Durability is of course a very important factor. How long will your tool last you? Is it built for daily use? Where will it start to break down first? Can it sustain your level of work or will it burn out?
The service and the warranty of the company is necessary in the event of buying a lemon, or simply a tool which is not appropriate. No one wants to struggle left and right to get a replacement or a reimbursement. When working on the jobsite, tools break. It is therefore important to get a great service from the manufacturer or the store from where you bought it.
Easy to Use
Is its usage intuitive? This may not apply to every product, but when buying a more complex tool or a software, it is always important to figure out how intuitive and easy to use it is.

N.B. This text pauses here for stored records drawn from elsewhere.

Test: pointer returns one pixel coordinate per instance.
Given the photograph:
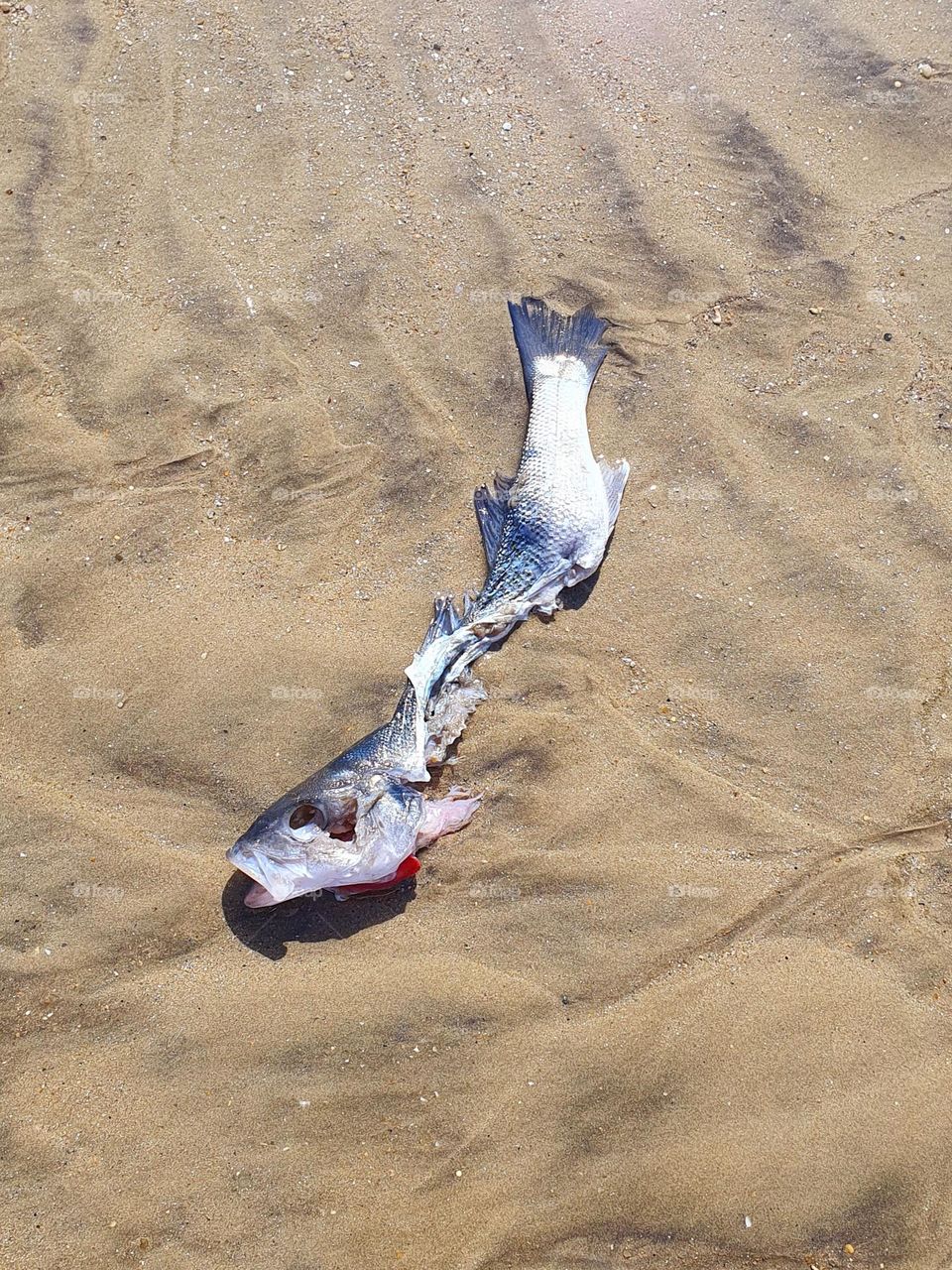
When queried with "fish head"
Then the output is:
(317, 838)
(302, 843)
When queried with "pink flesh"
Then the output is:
(442, 816)
(405, 870)
(445, 816)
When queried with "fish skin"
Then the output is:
(547, 527)
(543, 530)
(367, 815)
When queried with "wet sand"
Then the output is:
(679, 997)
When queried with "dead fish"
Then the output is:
(547, 527)
(354, 826)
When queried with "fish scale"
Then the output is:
(353, 826)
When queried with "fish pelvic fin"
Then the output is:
(613, 476)
(490, 513)
(542, 335)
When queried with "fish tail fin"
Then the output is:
(540, 334)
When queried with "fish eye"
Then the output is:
(306, 813)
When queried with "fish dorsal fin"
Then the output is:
(490, 512)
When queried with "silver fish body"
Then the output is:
(356, 824)
(547, 527)
(356, 821)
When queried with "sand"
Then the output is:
(679, 997)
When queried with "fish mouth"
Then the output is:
(272, 884)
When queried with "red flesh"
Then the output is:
(411, 866)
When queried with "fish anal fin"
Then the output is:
(615, 476)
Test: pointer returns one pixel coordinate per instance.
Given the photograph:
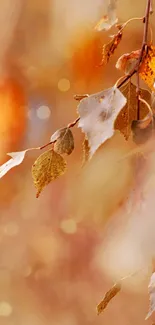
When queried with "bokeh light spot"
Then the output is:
(43, 112)
(64, 84)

It will benefit you to optimize the usage of that tool and form other workers more rapidly.
What are the different features of that tool and how important are they? Even when comparing the same tools, they may present different features. There exists a range of accessories that can also allow you to optimize your workflow, get more work done, faster. Being able to find the best ones for your situation may tip the scale towards a specific product in a big way.

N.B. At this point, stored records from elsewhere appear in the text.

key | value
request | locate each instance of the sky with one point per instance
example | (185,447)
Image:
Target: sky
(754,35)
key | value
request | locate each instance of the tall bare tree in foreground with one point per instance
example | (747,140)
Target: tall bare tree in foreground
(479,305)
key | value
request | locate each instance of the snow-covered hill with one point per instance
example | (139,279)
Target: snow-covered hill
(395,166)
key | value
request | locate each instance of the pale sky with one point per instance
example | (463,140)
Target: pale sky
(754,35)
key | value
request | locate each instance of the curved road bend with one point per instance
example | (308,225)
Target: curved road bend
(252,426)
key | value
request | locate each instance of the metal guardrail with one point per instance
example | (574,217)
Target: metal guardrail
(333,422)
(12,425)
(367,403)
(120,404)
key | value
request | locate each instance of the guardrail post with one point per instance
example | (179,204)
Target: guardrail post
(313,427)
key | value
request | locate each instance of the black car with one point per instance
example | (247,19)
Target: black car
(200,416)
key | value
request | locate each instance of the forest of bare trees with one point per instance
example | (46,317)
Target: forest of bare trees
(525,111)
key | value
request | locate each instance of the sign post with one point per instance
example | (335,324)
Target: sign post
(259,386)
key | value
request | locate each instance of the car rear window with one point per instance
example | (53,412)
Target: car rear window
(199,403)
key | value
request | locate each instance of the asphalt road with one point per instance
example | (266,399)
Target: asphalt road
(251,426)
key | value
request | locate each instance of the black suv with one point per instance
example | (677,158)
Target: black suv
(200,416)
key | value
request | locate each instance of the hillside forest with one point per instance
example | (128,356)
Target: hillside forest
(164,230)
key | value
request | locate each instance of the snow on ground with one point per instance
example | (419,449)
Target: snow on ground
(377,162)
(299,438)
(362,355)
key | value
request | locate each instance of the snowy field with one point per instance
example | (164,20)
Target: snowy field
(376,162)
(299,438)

If you are going to be using that tool on a daily basis, you want it to be ergonomic. If the handle is too big, the vibrations too intense or generally hard to maneuver it will not only be not enjoyable, but it may lead to injuries. Find a tool that sits well in your hands and that is built for comfort.
This factor is only applicable to tools powered by batteries. How long is the battery life? How long is the recharge? This is not the most important criteria, but still will impact your experience with the tool. For more information on how to chose and preserve your batteries, you can check out our article “A Lithium-Ion Battery, How Does It Work (and How to Take Care of It)?”.
Your tools are going to get banged up on the work site. Is this tool ready for it? Make sure you buy a tool which will survive the inevitable roughness of your day to day.
Too often forgotten, the compatibility between this tool and others will make the difference. Are the batteries transferable between tools? It might be better to buy a bundle from the same manufacturer to ensure the compatibility and a better experience.
Professional tools are expensive, there are no ways around it. The question remains: is it valuable? Is the value added by the higher price worth it? You might want to fix a budget for a tool and try to find the best bang for your buck. You don’t need to buy the top of the line tool if you are only using it once in a while, but you don’t want to buy the cheapest either.
Finally, this article sought only to give out a general checklist whenever you are shopping around for a new tool. You can add or omit certain criterion, but I thought this would generally apply to most purchases. Please let us know if this checklist has been helpful for you.